SINCE President Muhammadu Buhari signed the Electoral Act 2010 Amendment Bill which enables the Independent National Electoral Commission, INEC, transmit results from the polling units to its national servers, he has consistently pledged to ensure that the 2023 elections will be free, fair and credible. 

The logical thing should have been for him to take ownership of the push for the quick passage of the National Electoral Offences Commission and Tribunal Bill, which has passed the second reading in the National Assembly. Doing so will instill a greater sense of mission and urgency on the lawmakers to expedite action on the Bill. 
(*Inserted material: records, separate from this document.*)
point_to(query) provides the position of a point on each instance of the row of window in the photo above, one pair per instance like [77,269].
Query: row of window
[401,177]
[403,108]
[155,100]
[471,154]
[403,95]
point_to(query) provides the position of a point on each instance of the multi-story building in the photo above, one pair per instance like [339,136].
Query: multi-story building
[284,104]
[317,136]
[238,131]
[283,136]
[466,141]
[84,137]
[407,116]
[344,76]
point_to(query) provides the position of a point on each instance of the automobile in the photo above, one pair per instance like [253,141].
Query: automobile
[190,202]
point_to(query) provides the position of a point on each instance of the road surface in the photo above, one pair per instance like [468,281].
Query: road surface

INEC is almost the proverbial lone voice in the wilderness calling for a quick action on the Bill. If passed into law, the Bill has the capacity to reduce electoral offences to a minimum. It will indeed take some burden off the INEC in ensuring that violators of the laws (Constitution of the Federal Republic of Nigeria 1999 As Amended, the Electoral Act 2010 As Amended and INEC ’s Electoral Rules and Regulations, which define electoral offences and their punishments) will pay the price. 

It is disappointing that our renascent democracy has run for 23 years (the longest uninterrupted run) without concrete legal framework to deal with election violators. 
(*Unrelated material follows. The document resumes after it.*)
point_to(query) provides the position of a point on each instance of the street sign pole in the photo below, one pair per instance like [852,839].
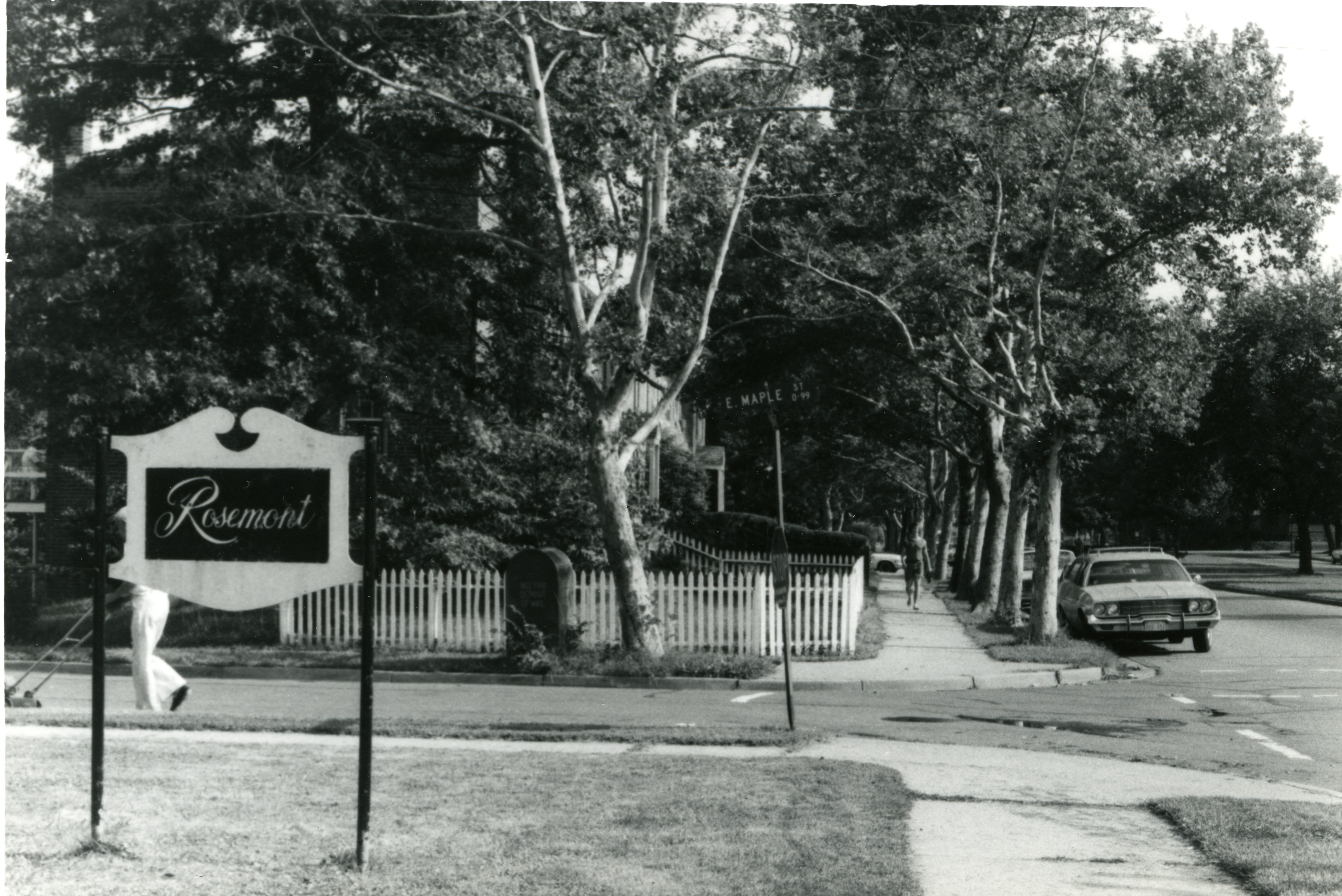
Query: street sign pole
[100,642]
[782,572]
[366,690]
This is why our elections are bare- faced criminal enterprises where electoral officials, voters, party agents, political parties, candidates and 

security agents freely help themselves to steal the vote with impunity. How can any election be declared “free, fair and credible” when law-breakers almost never get to pay for their bold efforts to sabotage the people’s mandate? 
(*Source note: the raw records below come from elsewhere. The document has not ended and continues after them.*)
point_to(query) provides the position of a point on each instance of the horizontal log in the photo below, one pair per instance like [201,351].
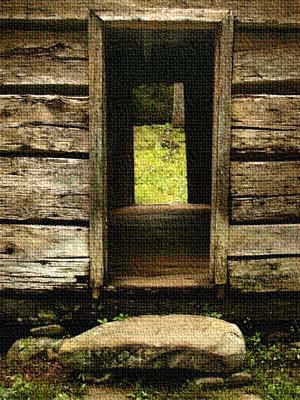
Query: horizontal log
[266,112]
[44,123]
[266,57]
[265,275]
[279,209]
[260,144]
[43,57]
[282,11]
[274,178]
[44,188]
[264,240]
[165,272]
[39,243]
[46,275]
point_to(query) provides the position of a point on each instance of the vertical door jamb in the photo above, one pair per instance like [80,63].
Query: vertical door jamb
[98,155]
[221,152]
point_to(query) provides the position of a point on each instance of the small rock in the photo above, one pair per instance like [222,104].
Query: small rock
[210,382]
[48,330]
[203,344]
[25,350]
[240,379]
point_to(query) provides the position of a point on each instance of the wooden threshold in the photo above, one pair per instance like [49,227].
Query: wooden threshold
[163,272]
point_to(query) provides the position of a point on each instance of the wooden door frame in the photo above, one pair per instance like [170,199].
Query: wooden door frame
[221,21]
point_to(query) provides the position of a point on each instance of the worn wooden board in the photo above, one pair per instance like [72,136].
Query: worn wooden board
[166,272]
[44,124]
[262,144]
[265,275]
[43,57]
[25,243]
[266,112]
[281,12]
[44,275]
[278,209]
[44,188]
[260,178]
[266,57]
[264,240]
Nigeria has laws for every other activity under the sun except for, perhaps, the most important one: bringing electoral offenders to book. The importance of elections lies in the fact that this is the activity through which we choose our leaders. 

If it is corrupt without mitigating mechanisms, its product will be no better. Corrupt election is the mother of all corruption. Anyone fighting corruption without cleaning out the electoral Augean stable is a pretender. 

The Justice Muhammadu Uwais Electoral Reform Committee Report of 2008 had spelt out comprehensive reform of our elections. 

It recommended the transfer of the power to appoint the INEC Chairman and Board to the National Judicial Commission since the President who is a party leader is a player in elections. It also called for the establishment of an electoral offences court. 

We must return to this document if we must have a truly independent Electoral Umpire as in Ghana. The Electoral Offences Tribunal, an independent body, must be activated at all levels and mandated to investigate, prosecute and dispense justice as quickly as possible. 

It is unrealistic to leave the pursuit of electoral offenders to INEC.